Who remembers from childhood, this wild weed, barley grass. When it yellows up in the summer it tends to be home to tiny black beetles that look like fleas and we nick-named it "flea grass". As young lads we used to pick the yellow darts and throw them into girls' hair shouting "fleas in your hair", to much screaming by the girls. Boyish fun, I doubt youngsters know about such things these days.

Saturday, 20 May 2017

Rainy Days

Well at long last, although possibly only for a short time, I'm not on here bleating away about lack of rain and droughts. It rained Tuesday night, it rained a bit harder Wednesday night and through Thursday night we had around twelve hours of non-stop moderate rain. Water seems to be running out of every drive and garden for a while on Friday morning. Surprisingly, there were few substantial splashes across the reserve to show for it all and certainly no rise in ditch levels, the ground being so dry and absorbed it all, but there was plenty of mud and boy how it had freshened the place up. Stagnant ditches had been rejuvenated by being re-oxygenated and grazing meadows looked so much greener. It won't take long for drying winds and sunshine to get to work but for the moment all is well out there.
This morning, despite a gusty wind, it was pleasantly warm in the sunshine and this Marsh Frog was enjoying the improved water quality.

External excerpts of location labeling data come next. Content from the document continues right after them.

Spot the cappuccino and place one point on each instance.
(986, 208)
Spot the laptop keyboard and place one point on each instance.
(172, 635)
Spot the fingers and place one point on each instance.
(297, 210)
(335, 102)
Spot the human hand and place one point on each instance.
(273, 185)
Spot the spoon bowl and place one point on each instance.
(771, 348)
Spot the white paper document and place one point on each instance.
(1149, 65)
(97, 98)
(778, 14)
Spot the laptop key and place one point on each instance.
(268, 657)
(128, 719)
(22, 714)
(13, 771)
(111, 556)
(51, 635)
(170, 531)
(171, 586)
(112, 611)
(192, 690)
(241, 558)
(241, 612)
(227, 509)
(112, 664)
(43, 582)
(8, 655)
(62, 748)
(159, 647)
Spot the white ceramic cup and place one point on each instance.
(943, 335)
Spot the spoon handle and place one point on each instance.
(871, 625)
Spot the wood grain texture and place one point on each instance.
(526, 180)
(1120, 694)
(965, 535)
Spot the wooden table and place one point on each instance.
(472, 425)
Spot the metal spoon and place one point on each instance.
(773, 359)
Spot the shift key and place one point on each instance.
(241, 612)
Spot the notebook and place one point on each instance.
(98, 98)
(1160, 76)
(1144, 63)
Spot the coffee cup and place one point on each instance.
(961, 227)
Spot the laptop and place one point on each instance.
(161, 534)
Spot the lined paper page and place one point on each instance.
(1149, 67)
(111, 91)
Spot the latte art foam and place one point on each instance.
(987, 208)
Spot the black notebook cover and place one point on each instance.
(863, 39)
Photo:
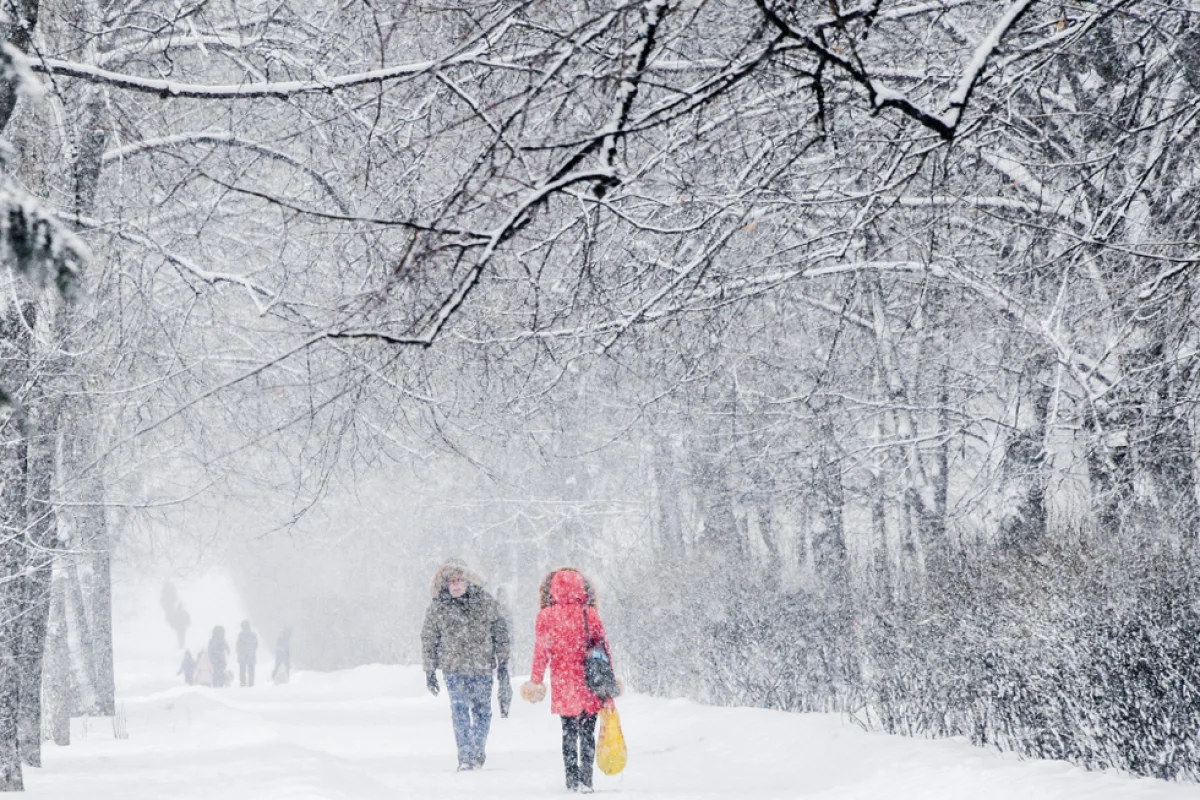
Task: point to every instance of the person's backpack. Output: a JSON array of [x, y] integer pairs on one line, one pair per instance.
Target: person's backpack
[[598, 665]]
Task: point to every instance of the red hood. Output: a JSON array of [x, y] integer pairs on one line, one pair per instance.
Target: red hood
[[567, 588]]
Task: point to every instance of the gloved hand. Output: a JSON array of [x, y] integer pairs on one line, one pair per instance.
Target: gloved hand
[[504, 690]]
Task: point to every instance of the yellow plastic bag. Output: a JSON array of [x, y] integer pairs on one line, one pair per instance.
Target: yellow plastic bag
[[611, 745]]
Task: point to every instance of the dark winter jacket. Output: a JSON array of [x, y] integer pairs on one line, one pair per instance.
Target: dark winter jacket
[[561, 641], [465, 635], [247, 647]]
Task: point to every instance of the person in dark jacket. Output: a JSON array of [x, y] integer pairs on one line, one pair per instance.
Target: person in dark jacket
[[247, 654], [219, 655], [466, 637]]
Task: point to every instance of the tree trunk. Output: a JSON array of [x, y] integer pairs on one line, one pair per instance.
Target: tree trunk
[[41, 529], [57, 671], [79, 641]]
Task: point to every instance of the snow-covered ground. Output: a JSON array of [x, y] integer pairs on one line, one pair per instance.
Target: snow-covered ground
[[375, 733]]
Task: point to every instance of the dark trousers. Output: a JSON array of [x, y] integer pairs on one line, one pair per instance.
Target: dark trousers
[[246, 673], [471, 709], [579, 749]]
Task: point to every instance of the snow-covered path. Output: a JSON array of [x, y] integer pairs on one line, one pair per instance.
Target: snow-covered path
[[375, 733]]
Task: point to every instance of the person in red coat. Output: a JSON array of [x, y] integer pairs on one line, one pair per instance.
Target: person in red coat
[[568, 625]]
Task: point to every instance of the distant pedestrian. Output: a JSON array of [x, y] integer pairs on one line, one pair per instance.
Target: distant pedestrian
[[568, 627], [203, 675], [219, 654], [282, 671], [187, 668], [247, 654], [466, 637]]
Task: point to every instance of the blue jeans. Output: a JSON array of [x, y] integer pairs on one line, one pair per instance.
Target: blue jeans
[[471, 708]]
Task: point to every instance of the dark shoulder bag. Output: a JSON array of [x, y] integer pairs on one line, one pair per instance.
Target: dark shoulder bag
[[597, 665]]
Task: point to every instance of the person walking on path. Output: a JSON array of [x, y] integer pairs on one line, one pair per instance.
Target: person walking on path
[[466, 637], [247, 654], [203, 674], [187, 668], [282, 671], [219, 655], [568, 626]]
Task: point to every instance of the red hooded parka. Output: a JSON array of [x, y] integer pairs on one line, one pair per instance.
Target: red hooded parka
[[561, 643]]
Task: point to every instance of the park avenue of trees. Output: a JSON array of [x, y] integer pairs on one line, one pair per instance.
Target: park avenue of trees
[[851, 342]]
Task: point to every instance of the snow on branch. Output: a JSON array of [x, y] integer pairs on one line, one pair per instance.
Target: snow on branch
[[277, 90], [882, 96]]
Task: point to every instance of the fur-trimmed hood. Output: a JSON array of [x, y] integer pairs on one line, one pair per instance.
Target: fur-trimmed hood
[[571, 582], [443, 573]]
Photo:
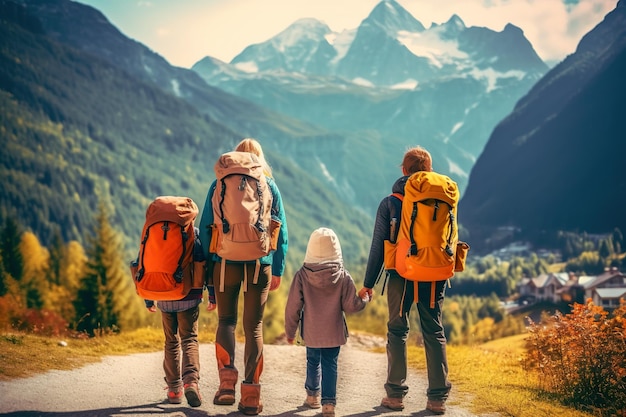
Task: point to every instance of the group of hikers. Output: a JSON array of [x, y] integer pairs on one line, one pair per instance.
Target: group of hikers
[[321, 291]]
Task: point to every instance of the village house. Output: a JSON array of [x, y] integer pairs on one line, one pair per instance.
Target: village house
[[604, 290]]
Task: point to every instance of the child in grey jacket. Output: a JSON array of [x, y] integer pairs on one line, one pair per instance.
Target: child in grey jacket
[[321, 292]]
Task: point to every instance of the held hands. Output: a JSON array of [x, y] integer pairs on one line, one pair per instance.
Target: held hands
[[275, 282], [366, 294], [211, 304]]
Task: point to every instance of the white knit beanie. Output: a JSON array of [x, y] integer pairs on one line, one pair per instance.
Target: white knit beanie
[[323, 247]]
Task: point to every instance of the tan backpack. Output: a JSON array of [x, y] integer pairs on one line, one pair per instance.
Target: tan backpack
[[242, 205], [165, 268]]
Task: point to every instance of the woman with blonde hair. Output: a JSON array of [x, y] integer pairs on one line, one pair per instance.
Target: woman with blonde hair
[[400, 294], [232, 276]]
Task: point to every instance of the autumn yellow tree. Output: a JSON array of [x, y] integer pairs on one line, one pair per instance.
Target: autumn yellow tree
[[105, 300]]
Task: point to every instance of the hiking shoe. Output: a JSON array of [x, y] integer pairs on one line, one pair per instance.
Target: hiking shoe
[[436, 406], [193, 395], [393, 403], [312, 401], [328, 410], [174, 396]]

This is a view across the tidal Swale to the mainland on the other side. The Swale is what maintains Sheppey as an island and lends itself to the reserve's name, The Swale National Nature Reserve.

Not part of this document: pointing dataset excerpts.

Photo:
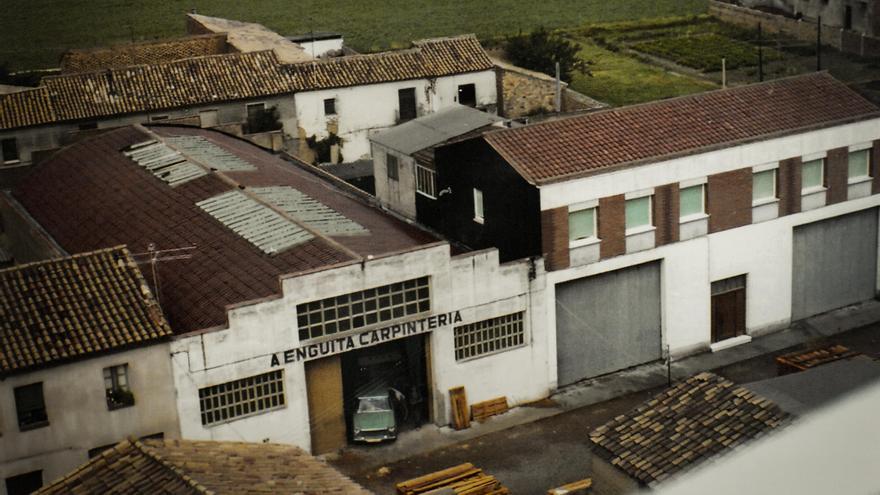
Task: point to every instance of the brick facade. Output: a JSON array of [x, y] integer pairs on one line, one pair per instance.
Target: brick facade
[[729, 199], [666, 213], [612, 226], [554, 238], [790, 186], [836, 171]]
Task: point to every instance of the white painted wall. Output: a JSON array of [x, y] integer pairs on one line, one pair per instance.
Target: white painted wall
[[78, 416], [474, 283], [363, 110]]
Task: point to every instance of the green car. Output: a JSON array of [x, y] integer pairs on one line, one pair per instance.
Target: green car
[[374, 420]]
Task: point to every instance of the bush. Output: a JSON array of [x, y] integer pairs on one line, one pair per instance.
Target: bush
[[540, 50]]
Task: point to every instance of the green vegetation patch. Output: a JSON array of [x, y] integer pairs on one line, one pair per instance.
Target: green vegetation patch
[[705, 51]]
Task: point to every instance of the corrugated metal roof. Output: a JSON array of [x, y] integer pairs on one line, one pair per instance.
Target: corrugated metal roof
[[310, 211], [200, 149], [165, 163], [260, 225]]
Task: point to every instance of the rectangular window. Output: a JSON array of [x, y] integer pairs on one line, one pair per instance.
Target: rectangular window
[[30, 407], [245, 397], [363, 308], [478, 206], [24, 484], [489, 336], [407, 104], [392, 165], [467, 95], [116, 387], [764, 185], [692, 201], [10, 150], [813, 174], [859, 162], [582, 224], [426, 181], [638, 212]]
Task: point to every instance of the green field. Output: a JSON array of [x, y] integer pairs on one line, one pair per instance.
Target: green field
[[34, 33]]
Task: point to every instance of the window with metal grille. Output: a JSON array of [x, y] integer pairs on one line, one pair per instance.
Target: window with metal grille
[[489, 336], [426, 181], [363, 308], [239, 398]]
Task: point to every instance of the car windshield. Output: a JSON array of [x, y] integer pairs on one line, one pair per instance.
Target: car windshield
[[373, 404]]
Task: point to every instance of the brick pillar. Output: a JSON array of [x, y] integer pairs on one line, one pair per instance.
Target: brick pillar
[[554, 238], [790, 186], [612, 226], [836, 171], [666, 213], [875, 167], [729, 199]]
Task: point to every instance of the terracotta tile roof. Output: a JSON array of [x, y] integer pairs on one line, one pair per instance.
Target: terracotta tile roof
[[90, 195], [183, 467], [693, 421], [428, 58], [568, 148], [150, 52], [71, 307]]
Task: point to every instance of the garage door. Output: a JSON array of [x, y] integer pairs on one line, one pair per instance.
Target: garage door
[[607, 322], [834, 263]]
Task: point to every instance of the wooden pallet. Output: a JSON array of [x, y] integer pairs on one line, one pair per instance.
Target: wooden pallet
[[802, 360], [464, 479], [482, 410], [458, 400]]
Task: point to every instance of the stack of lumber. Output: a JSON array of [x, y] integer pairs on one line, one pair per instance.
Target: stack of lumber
[[483, 410], [463, 479], [802, 360]]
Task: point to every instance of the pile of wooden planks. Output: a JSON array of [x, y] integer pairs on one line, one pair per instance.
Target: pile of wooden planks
[[483, 410], [802, 360], [464, 479]]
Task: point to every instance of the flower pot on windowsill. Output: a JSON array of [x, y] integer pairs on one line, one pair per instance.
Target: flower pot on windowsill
[[118, 398]]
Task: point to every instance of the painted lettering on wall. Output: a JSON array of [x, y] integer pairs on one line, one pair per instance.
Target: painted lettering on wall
[[364, 339]]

Below are part of a collection of around forty Greylag Geese goslings of different ages that were in the sea wall fleet this morning.

A Common Blue butterfly settled for a while in front of me and opened it's wings to the sun. I also had the first Painted Lady butterfly of the summer as well.

 And of course, early morning, warm sun, just right for chewing the cud, as these two pictures show.

Thursday, 11 May 2017

Here Comes the Sun

Finally, after the protracted cold weather of recent weeks, we have enjoyed a couple of not only sunny days but warm days. And if the rain that is forecast over the next couple of days actually comes, it is going to be warm rain, so we could have a win-win event there as well. It was a real tonic to get up this morning to blue skies and a rising sun outside and buoyed by such a rarity, I set off for the reserve and began my breeding bird counts in earnest as I wandered round. Thankfully, for several species at least, things are moving at last and the Coot's nest below was one of four of that species that I found, well down on last year's count but we're inching forward. A brood of nine recently hatched Mallard ducklings was another pleasant surprise.



It remains dust dry out there and some bird numbers are low but sunshine and warmth today but it all seem so much better and to cap it off I even saw the first Small Heath butterfly of this year.

On a different subject all together, Tuesday evening this week saw my long-time friend and I make what is now a bi-annual event, we went to London to experience Bob Dylan's latest visit. We first saw Bob at the Royal Albert Hall in 1966, hitch-hiking home through the night afterwards, and have seen him countless times since. Like us, he's getting old now, he's 75, but his Never Ending Tour continues to do just that and we, like a packed Wembley Arena on Tuesday, will continue to follow it as long it does. I'm always fascinated by those rare trips to London, because for someone who spends most of his life in the quiet backwaters of Sheppey, so much hustle and bustle always comes as a bit of a shock. You get off the train into a world of human ants, tightly packed and rushing everywhere and descend into the Underground. There humid and oppressive carriages are packed tightly with a kaleidoscope of nationals all governed it seems, by phones and ear pieces. Even more bizarre is the journey back, I find it hard to believe that so many people can be out and about on railway platforms at a time approaching midnight, more people than I normally see in a whole day.
Anyway, the concert was superb, I survived being temporarily swallowed up by an alien world and gratefully enjoyed the solitude of the marshes the next day.